Legalized discrimination had been practiced by all Balkan countries, and expulsion on a mass scale had occurred after many revolutions. It was when the Nazi regime declared that the German people not only were unwilling to have any Jews in Germany but wished to make the entire Jewish people disappear from the face of the earth that the new crime, the crime against humanity— in the sense of a crime “against the human status,” or against the very nature of mankind— appeared. Expulsion and genocide, though both are international offenses, must remain distinct; the former is an offense against fellow-nations, whereas the latter is an attack upon human diversity as such, that is, upon a characteristic of the “human status” without which the very words “mankind” or “humanity” would be devoid of meaning. Had the court in Jerusalem understood that there were distinctions between discrimination, expulsion, and genocide, it would immediately have become clear that the supreme crime it was confronted with, the physical extermination of the Jewish people, was a crime against humanity, perpetrated upon the body of the Jewish people, and that only the choice of victims, not the nature of the crime, could be derived from the long history of Jew-hatred and anti-Semitism. (268-9)

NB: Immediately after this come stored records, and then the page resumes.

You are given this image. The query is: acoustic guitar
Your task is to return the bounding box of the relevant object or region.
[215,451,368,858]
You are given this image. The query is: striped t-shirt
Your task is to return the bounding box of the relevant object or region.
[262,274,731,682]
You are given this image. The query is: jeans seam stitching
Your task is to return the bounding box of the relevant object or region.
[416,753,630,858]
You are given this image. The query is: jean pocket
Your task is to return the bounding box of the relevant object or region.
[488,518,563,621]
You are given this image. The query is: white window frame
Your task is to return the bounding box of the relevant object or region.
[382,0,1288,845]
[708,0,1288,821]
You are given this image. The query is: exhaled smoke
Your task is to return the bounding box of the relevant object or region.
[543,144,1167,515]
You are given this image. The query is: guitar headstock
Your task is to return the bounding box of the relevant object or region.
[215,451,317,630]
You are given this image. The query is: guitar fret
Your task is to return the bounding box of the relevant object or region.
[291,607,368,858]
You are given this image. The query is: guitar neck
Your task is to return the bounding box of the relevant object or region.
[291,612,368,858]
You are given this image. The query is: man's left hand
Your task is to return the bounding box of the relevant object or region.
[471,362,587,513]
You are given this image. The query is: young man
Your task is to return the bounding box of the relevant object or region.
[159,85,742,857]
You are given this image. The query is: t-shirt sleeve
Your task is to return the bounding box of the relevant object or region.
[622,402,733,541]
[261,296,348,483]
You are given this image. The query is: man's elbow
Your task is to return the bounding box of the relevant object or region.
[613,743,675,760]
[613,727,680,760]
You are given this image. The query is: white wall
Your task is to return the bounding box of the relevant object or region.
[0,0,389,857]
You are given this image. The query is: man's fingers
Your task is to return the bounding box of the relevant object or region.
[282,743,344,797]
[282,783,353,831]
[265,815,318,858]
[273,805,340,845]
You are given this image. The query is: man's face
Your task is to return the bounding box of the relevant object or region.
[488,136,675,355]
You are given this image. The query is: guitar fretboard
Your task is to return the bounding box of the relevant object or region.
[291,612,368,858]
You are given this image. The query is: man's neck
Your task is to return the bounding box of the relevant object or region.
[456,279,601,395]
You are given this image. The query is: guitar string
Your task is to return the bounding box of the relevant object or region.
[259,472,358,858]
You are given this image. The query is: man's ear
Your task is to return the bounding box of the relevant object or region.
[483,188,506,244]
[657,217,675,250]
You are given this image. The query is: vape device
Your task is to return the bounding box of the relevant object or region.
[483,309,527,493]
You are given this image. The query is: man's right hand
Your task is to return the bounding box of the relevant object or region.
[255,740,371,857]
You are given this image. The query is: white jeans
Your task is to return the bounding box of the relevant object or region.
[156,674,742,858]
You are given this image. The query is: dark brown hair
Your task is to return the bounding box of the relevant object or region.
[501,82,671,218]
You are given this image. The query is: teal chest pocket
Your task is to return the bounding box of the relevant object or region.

This brings us to the last lines of her Epilogue, where she takes up Eichmann’s part in this whole tale and where she comes out in support of his death penalty, while speaking as if in the words of the trial’s judges [this is long, but I will pause to comment on notable moments here]:

“You admitted that the crime committed against the Jewish people during the war was the greatest crime in recorded history, and you admitted your role in it. But you said you had never acted from base motives, that you had never had any inclination to kill anybody, that you had never hated Jews, and still that you
could not have acted otherwise and that you did not feel guilty. We find this difficult, though not altogether impossible, to believe; there is some, though not very much, evidence against you in this matter of motivation and conscience that could be proved beyond reasonable doubt. You also said that your role in the Final Solution was an accident and that almost anybody could have taken your place, so that potentially almost all Germans are equally guilty. What you meant to say was that where all, or almost all, are guilty, nobody is. …[N]o matter through what accidents of exterior or interior circumstances you were pushed onto the road of becoming a criminal, there is an abyss between the actuality of what you did and the potentiality of what others might have done. We are concerned here only
with what you did, and not with the possible noncriminal nature of your inner life and of your motives or with the criminal potentialities of those around you. You told your story in terms of a hard-luck story, and, knowing the circumstances, we are, up to a point, willing to grant you that under more favorable circumstances it is highly unlikely that you would ever have come before us or before any other criminal court. Let us assume, for the sake of argument, that it was nothing more than misfortune that made you a willing instrument in the organization of mass murder; there still remains the fact that you have carried out, and therefore actively supported, a policy of mass murder. For politics is not like the nursery; in politics obedience and support are the same. And just as you supported and carried out a policy of not wanting to share the earth with the Jewish people and the people of a number of other nations— as though you and your superiors had any right to determine who should and who should not inhabit the world— we find that no one, that is, no member of the human race, can be expected to want to share the earth with you. This is the reason, and the only reason, you must hang.”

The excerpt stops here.